Trotz der teils positiven Umsetzung sieht Günter Martin mehrere Monate nach dem endgültigen Inkrafttreten der DSGVO auch noch Nachholbedarf seitens der Smart-Home-Anbieter. Beispielsweise bemerkt er verschiedene Mängel etwa hinsichtlich der Passwortsicherheit. So sollten die Hersteller von WLAN-Routern ihre Geräte mit individuellen Passwörtern versehen, die sich nicht von der Seriennummer ableiten lassen. Zudem muss die HTTPS-Nutzung der Standard sein, was gerade bei Video-Streaming noch nicht der Fall ist, wie Martin betont.

Der oben für seine gut ausformulierte Datenschutzrichtlinie gelobte Hersteller kommt an einer anderen Stelle weniger gut weg.

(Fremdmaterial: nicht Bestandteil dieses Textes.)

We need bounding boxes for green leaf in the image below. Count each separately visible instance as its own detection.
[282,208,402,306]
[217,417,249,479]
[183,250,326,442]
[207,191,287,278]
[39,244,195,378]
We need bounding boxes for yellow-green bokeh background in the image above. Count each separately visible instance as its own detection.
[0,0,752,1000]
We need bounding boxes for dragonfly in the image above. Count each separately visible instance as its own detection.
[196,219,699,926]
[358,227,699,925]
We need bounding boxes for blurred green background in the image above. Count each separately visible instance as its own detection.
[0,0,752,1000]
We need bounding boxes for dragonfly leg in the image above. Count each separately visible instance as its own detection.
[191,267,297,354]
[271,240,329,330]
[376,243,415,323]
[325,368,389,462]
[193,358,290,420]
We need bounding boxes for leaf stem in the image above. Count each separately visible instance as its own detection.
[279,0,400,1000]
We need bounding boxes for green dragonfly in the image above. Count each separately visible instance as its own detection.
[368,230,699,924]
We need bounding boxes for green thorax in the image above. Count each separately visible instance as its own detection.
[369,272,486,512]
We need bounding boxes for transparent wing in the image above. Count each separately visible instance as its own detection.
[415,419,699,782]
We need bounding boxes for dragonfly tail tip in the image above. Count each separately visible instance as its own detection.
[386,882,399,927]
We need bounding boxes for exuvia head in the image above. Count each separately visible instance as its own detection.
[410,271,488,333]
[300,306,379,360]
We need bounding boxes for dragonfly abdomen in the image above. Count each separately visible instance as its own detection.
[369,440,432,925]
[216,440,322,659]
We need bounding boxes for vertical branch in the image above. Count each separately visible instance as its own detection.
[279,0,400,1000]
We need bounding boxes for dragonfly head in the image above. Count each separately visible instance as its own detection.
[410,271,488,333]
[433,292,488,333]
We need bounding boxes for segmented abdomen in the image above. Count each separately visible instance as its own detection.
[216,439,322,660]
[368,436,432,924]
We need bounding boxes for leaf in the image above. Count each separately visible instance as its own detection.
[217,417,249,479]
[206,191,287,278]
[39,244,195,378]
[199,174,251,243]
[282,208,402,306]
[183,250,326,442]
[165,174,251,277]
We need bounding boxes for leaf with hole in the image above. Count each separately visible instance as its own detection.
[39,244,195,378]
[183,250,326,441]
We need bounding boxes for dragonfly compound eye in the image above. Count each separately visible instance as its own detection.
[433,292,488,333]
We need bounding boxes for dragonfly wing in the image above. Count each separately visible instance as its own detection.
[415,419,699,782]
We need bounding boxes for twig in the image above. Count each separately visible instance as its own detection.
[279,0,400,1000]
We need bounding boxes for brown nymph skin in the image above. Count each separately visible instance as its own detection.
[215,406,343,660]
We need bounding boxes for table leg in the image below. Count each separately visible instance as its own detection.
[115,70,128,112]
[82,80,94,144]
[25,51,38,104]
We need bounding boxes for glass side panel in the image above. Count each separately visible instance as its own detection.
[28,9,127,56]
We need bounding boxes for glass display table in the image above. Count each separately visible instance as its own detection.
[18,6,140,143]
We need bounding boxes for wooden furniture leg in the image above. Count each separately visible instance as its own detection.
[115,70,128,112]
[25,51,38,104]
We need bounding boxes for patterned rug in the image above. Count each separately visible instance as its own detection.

Denn Datensparsamkeit zählt nicht zu seinen Stärken. So sollen die vernetzbaren Leuchtmittel des Anbieters bis zu 1 MB an Daten pro Tag versenden. Generell sollten die Nutzer argwöhnisch werden, wenn Smart-Home-Komponenten Zugriff auf zu viele Dinge nehmen wollen. Möchten Rauchmelder gleichzeitig das Mikrofon nutzen, klingt das recht abstrus. Dies alles sei noch nichts gegenüber so manchem Smart-TV-Anbieter. Denn als Voraussetzung für die Inbetriebnahme der Geräte wird die E-Mail-Adresse der Nutzer abgefragt. Was die wenigsten wissen, ist, dass sie dem Anbieter mit der Angabe der Mail-Adresse gleichzeitig die Nutzungsrechte ihrer sozialen Medien an die Hand geben.

Vor dem Hintergrund solcher Machenschaften fordert Günter Martin ähnlich dem Fairtrade-Siegel der Nahrungsmittelindustrie einen fairen Umgang mit Daten, bei dem transparent nachvollzogen werden kann, was mit personenbezogenen Daten passiert. Hilfreich sei überdies, wenn die Hersteller die Daten in ihrem Verarbeitungsprozess so früh wie möglich anonymisieren und pseudonymisieren würden. Nicht zuletzt verweist er darauf, dass Smart-Home-Lösungen nicht zwingend rund um die Uhr Daten ins Internet schicken. Vielmehr würde es ausreichen, die Daten erst bei Nutzung der entsprechenden Smart-Home-App zu synchronisieren.

Vorsicht vor Manipulationen

Den Themen Datenschutz und Sicherheit im Smart Home hat sich auch Prof. Dr. Norbert Pohlmann, Leiter des Instituts für Internet-Sicherheit (Ifis) an der Westfälischen Hochschule, verschrieben. Er warnt davor, dass sich über Smart-Home-Komponenten Alarm- oder Audiosysteme manipulieren ließen. Zudem könnten Betrugsfälle hinsichtlich des Strom- und Wasserverbrauchs auftreten. Überdies könnten Cyberkriminelle von außen auf Smart-Home-Systeme zugreifen, um beispielsweise Ventile zu öffnen und damit für Wasserschäden zu sorgen.

Darüber hinaus treiben insbesondere digitale Sprachassistenten wie Alexa oder Google Home sonderbare Blüten. Pohlmann betont, dass man die Assistenten per Sprachsteuerung etwa durch die Fensterscheibe aktivieren könne. Ein laues „Alexa, öffne die Türe“ reiche aus, um seelenruhig ins Haus hineinspazieren zu können. Zuletzt gab es auch vermehrt Cyberattacken, in deren Rahmen Smart-Home-Produkte als Botnet genutzt wurden. Dies alles zeigt, so Pohlmann, dass es dem smarten Zuhause hierzulande noch an einer soliden Vertrauensbasis mangelt.

Vor diesem Hintergrund könnte beispielsweise eine EU-weit aufgebaute PKI vertrauensfördernd wirken. Eine durchgängige Verschlüsselung sämtlicher Kommunikation im Smart Home sei ebenfalls ratsam. Dies lässt sich jedoch nicht europaweit einfordern, da verschlüsselter Datenverkehr in EU-Staaten wie Frankreich verboten ist. Nicht zuletzt verweist Pohlmann auf den „Cyber Security Act“, der derzeit von der EU diskutiert wird und der auch mehr Sicherheit für Smart Homes bringen soll.